Pekin Üniversitesi Kavli Astronomi ve Astrofizik Enstitüsü’nde doktora sonrası araştırmacı olan çalışmanın başyazarı Zhan Feng Mai Live Science’a verdiği demeçte, “Kara deliklerden enerji elde edebileceğimizi biliyoruz ve aynı zamanda onlara enerji enjekte edebileceğimizi de biliyoruz, ki bu kulağa neredeyse bir batarya gibi geliyor“ dedi.
“Kara delik bataryası”
İlk varsayımsal senaryoda, bilim insanları kara deliğe büyük, elektrik yüklü parçacıklar enjekte ederek onu “şarj” edebileceklerini öneriyor. Bu senaryonun temel prensibi, karadeliğe sürekli olarak enjekte edilen yüksek kütleli, elektrik yüklü parçacıkların karadeliğin içinde bir elektrik alan oluşturmasını sağlamak. Bu yükler, karadeliğe enjekte edilmeye devam edildikçe, karadeliğin kendisi de bir noktadan sonra eklenen herhangi bir yükü itmeye başlayacak bir elektromanyetik itme alanına sahip olacak.
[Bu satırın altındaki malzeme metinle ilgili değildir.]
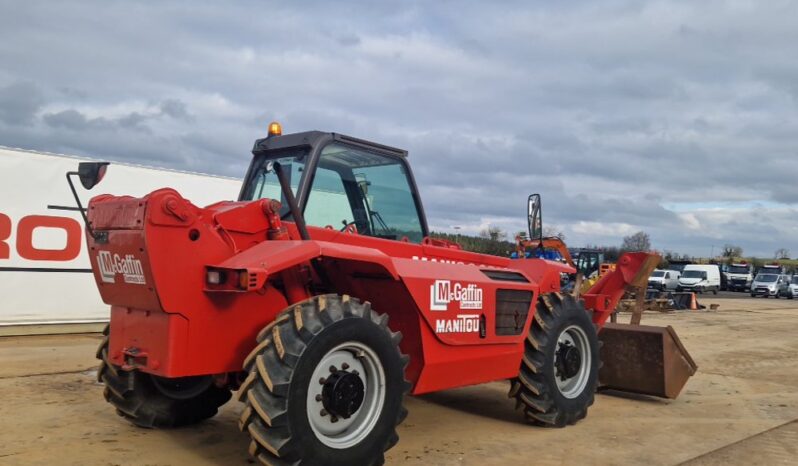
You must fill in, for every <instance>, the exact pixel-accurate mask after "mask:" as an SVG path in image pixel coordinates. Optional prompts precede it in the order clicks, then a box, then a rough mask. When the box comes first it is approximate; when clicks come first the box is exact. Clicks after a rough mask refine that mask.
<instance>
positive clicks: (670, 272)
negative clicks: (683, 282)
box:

Elektromanyetik itmenin, karadeliğin yerçekimi gücünden daha büyük olduğu bir noktada bilim insanları, karadeliği “tamamen şarj edilmiş” olarak kabul edebileceklerini söylüyor. Albert Einstein’ın Genel Görelilik teorisine uygun olarak, kütle enerjiye eşdeğer olarak kabul edilebildiğinden, karadeliğin kullanılabilir enerjisi, içine enjekte edilen elektrik yüklerinin yanı sıra bu elektrik yüklerinin kütlesinin bir kombinasyonu olacak.
Enerjiyi elde etmek için araştırmacılar, yoğun çekim alanı nedeniyle uzay-zamanın dönen bir kara deliğin dönüşü etrafında tam anlamıyla sürüklendiği teorisine dayanan ve süper ışıma olarak bilinen bir süreç kullanmayı öneriyor.
Araştırmacılar, bu dönme bölgesine giren kütleçekimsel veya elektromanyetik dalgaların da sürükleneceğini, ancak kara deliğin olay ufkunu henüz geçmediklerini varsayarak bazı dalgaların başlangıçta taşıdıklarından daha fazla enerjiyle saptırılabileceğini belirtiyor. Bu süreç, kara deliğin kütlesi tarafından belirlenen dönme enerjisini saptırılan dalgalara dönüştürebilir.
İkinci yöntem
Kara deliklerin enerjisini kullanmanın diğer bir yöntemi de, bu enerjiyi Schwinger çiftleri ya da bir elektrik alanının varlığında kendiliğinden oluşan eşleşmiş parçacıklar şeklinde elde etmek olabilir. Bu senaryoda ise yine tam yüklü bir kara deliğe ihtiyaç duyuluyor. Araştırmacılar tam yüklü kara deliğin olay ufkunun yakınındaki elektrik alanının çok güçlü olacağını ve kendiliğinden elektron ve pozitron (elektronun zıttı gibi düşünülebilir) oluşturabileceğini söylüyor. Haliyle kara delik pozitif yüklü olduğunda araştırmacılar bu pozitronların itme nedeniyle kara delikten dışarı fırlatacağını söylüyor. Bu kaçan parçacık daha sonra teorik olarak enerji olarak toplanabilir.
Araştırmacılar bir “kara delik bataryası” görüp görmeyeceklerini bilmediklerini ancak bu teorik çalışmanın bilim insanlarının kara deliklerden teorik olarak enerji elde etmeye yönelik önceki girişimlerinden esinlendiğini söyledi.